Während der Festigung des oströmischen Machtbereichs (später Byzanz genannt) mit dem Zentrum Konstantinopel unter Kaiser Justinian interpretierten die griechischen Theologen der Ostkirche die göttliche Weisheit als eine der sieben Gaben des Hl. Geistes, wenn sie nicht zur Gänze den Typos für Christus, den fleischgewordenen Logos repräsentierte. In diesem Sinn wurde die Kathedrale der Hagia Sophia in Konstantinopel 537 auf den »eingeborenen Sohn und das Wort Gottes« geweiht. Die Weisheit war Wesensbestandteil des Gottessohnes als der zweiten Person der Dreifaltigkeit.
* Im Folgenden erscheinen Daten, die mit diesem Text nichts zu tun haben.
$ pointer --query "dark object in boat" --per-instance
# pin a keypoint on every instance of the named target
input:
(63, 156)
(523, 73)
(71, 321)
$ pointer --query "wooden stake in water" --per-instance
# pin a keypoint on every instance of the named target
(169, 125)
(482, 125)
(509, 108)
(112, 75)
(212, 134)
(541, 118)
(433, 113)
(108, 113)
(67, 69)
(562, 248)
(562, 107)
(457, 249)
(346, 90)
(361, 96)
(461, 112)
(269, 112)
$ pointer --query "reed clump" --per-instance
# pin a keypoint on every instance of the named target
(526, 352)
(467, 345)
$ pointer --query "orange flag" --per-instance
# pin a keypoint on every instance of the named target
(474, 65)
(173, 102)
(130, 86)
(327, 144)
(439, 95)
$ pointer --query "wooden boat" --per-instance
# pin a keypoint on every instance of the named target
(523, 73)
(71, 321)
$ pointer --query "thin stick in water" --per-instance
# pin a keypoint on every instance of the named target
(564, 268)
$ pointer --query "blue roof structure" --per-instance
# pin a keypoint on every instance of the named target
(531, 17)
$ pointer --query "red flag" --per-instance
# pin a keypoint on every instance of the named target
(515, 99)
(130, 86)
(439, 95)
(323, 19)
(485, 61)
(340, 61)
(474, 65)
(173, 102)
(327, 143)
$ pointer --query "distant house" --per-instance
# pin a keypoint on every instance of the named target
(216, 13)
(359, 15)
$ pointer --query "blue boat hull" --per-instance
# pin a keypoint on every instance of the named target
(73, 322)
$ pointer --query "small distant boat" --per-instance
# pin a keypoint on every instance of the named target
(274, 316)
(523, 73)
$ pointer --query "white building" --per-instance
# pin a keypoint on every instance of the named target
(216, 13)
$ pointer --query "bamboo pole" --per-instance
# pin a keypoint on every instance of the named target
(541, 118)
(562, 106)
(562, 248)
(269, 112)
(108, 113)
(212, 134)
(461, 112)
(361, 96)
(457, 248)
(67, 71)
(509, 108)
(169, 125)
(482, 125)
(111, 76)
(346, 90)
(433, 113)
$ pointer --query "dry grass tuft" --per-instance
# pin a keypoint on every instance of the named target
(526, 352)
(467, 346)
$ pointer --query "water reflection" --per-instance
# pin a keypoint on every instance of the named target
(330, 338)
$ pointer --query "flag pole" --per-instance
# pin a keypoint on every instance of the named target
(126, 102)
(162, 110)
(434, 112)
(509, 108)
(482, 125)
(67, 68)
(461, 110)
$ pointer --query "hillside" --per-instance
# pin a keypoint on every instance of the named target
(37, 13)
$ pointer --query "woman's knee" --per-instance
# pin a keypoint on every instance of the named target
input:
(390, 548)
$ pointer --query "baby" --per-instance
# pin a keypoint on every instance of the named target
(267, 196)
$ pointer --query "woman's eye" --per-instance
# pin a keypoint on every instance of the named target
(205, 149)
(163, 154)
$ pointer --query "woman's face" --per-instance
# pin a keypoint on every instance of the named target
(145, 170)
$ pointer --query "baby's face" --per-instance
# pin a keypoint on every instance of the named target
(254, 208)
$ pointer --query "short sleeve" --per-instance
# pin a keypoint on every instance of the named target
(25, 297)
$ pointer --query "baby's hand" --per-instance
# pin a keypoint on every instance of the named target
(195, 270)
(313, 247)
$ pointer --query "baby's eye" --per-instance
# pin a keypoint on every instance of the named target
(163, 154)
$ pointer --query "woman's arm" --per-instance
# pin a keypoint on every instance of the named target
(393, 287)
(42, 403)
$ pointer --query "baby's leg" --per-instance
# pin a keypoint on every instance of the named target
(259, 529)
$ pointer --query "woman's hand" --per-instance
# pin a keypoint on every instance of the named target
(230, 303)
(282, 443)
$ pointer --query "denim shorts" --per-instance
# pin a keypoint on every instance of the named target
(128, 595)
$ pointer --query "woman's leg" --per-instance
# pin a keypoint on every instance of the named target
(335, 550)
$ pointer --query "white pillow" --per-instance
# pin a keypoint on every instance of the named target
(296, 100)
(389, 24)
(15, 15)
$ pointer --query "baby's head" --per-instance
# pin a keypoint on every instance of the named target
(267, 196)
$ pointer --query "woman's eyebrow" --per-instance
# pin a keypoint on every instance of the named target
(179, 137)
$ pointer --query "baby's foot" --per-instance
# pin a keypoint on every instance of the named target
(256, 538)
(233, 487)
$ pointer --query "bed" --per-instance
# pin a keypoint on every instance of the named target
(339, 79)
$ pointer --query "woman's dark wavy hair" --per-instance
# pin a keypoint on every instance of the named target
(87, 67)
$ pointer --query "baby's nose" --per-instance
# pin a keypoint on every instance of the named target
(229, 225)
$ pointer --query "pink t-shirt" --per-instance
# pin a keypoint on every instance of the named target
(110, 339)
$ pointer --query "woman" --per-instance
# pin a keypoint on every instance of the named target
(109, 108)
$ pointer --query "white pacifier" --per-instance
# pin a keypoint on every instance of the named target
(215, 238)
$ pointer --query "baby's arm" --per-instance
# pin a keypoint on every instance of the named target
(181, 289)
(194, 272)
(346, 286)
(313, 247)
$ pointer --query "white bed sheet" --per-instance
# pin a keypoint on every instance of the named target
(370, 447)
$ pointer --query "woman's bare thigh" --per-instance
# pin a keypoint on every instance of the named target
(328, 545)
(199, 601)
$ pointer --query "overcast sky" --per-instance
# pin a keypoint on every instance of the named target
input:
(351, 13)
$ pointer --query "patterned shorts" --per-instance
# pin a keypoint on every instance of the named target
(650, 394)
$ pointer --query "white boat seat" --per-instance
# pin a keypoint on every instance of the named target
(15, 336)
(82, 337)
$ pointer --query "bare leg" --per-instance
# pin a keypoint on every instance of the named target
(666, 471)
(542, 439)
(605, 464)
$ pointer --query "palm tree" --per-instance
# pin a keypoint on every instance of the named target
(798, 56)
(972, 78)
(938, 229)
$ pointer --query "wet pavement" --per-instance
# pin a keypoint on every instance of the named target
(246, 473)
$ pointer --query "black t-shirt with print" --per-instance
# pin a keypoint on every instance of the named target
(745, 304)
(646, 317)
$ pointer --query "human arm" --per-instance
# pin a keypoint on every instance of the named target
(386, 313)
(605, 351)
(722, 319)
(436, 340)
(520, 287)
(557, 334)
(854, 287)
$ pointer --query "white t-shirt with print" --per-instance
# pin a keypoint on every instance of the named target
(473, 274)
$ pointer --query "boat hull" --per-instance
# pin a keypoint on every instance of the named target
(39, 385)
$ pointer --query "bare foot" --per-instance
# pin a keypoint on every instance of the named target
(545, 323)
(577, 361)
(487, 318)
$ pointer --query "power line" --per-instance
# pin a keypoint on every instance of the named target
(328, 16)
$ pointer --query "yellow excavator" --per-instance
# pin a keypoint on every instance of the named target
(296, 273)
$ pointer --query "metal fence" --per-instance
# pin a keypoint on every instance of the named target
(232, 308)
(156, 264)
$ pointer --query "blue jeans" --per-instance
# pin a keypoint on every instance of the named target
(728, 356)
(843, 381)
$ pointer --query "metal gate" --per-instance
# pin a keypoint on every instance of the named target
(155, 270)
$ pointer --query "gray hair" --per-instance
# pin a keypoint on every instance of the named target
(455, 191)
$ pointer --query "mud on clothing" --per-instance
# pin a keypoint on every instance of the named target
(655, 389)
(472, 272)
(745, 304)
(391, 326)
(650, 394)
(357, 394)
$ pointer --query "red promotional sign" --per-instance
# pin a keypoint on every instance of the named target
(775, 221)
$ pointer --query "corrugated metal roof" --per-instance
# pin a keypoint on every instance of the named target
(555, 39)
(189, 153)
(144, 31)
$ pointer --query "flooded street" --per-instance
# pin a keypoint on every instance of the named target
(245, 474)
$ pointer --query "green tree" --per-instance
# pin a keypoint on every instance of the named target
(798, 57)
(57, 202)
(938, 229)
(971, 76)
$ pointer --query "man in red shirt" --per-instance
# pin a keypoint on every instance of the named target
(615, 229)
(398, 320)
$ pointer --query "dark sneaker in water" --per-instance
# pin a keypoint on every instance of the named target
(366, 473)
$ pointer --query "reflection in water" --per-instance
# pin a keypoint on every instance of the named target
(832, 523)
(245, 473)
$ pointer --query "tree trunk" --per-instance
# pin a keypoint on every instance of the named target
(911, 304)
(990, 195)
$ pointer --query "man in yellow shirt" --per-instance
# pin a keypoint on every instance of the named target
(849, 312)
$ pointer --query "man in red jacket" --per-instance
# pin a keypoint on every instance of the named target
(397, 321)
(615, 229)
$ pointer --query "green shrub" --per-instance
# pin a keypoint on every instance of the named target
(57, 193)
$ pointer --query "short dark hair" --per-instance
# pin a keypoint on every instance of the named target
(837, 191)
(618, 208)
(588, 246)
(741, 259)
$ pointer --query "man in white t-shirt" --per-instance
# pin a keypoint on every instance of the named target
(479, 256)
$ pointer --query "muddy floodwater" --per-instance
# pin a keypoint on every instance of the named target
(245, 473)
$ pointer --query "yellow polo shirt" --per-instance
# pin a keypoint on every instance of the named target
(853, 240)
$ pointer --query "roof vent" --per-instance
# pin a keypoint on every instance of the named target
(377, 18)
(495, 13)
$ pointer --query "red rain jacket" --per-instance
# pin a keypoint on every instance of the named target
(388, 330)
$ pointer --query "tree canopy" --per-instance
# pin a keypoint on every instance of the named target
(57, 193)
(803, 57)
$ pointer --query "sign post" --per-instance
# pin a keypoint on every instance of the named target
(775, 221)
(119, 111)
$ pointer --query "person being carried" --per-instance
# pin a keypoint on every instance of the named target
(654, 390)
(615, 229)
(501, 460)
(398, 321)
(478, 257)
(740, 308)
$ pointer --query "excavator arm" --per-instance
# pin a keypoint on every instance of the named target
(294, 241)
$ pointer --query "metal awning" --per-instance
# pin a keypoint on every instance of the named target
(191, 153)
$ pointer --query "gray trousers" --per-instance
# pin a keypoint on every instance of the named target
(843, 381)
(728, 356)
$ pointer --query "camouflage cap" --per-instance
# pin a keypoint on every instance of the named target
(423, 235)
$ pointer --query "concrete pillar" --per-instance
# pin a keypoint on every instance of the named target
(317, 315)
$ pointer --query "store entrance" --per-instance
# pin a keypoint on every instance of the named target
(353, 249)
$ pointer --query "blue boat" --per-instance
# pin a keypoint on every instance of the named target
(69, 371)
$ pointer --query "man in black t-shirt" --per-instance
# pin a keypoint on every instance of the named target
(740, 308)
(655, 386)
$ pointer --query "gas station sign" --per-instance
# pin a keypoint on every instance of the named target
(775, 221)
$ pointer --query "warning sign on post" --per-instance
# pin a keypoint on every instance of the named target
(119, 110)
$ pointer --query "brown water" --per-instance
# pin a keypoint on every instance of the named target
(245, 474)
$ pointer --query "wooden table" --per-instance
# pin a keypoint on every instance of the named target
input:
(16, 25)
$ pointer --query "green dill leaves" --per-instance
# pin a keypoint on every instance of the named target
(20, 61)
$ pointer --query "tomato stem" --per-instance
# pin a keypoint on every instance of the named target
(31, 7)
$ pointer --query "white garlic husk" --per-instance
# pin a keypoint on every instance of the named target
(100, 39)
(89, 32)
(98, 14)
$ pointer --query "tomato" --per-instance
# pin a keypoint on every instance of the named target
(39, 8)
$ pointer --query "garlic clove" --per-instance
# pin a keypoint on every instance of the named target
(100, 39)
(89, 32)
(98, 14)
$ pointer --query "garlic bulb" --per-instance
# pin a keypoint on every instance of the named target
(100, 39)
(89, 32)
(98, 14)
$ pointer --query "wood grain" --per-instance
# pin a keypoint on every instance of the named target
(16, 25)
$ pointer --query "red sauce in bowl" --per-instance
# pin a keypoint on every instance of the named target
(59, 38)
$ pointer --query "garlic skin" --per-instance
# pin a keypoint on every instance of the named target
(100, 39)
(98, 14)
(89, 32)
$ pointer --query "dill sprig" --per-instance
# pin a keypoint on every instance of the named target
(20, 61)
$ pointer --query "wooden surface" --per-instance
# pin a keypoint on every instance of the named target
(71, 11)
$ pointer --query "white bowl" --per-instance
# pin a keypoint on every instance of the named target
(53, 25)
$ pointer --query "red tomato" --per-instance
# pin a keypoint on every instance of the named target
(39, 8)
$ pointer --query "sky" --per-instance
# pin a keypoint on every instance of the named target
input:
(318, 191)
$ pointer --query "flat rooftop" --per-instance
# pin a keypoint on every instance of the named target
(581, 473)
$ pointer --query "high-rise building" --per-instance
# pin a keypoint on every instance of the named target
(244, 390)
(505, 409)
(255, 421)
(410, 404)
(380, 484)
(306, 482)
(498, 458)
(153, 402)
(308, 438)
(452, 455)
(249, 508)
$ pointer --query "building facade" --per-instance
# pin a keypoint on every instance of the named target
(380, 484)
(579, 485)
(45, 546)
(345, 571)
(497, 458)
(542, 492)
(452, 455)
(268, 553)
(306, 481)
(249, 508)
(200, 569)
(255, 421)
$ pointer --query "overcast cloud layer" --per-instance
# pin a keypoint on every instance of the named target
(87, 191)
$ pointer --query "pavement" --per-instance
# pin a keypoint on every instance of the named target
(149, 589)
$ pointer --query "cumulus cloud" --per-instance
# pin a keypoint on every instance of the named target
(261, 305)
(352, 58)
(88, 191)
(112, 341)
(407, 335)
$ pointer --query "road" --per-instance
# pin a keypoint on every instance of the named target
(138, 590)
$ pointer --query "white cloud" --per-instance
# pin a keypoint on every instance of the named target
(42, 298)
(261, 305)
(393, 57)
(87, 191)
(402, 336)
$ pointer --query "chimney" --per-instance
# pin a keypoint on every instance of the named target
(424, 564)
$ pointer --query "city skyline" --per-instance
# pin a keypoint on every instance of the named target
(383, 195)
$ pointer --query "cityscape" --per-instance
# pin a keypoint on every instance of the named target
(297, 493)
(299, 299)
Tatsächlich gab es in der Hagia Sophia, die Heilige Sophien-Kathedrale, ursprünglich keine einzige Bilddarstellung der göttlichen Weisheit. Die Hagia Sophia war von Justinian sehr wohl als Templum novum Salomonis konzipiert, als Erneuerung des salomonischen Tempelbaus zu Jerusalem, mit gleichen Maßverhältnissen wie der Tempel (3:1:1,5). So wurde sie auch zum Aufbewahrungsort der von Jerusalem übertragenen Tempelgeräte des Alten Bundes, die als Reliquien angesehen wurden.
Im 9. Jahrhundert geschieht unter Photios (1), der armenische Wurzeln hat, folgendes. Als Patriarch des orthodox-griechischen Kirchenbereichs ordnet er die Gestaltung eines riesigen Mosaiks in der Hagia Sophia an. 867 enthüllte er in der Kathedrale im Beisein des Kaisers die neu entworfenen Mosaike. Alle Augen richteten sich auf die Gottesgebärerin (theotokos) in der Nische der Apsis, die in einer Größe von fast fünf Metern in betonter Mutterschaft mit dem goldgewandeten göttlichen Sohn auf ihrem Schoß auf die Anwesenden herabblickte.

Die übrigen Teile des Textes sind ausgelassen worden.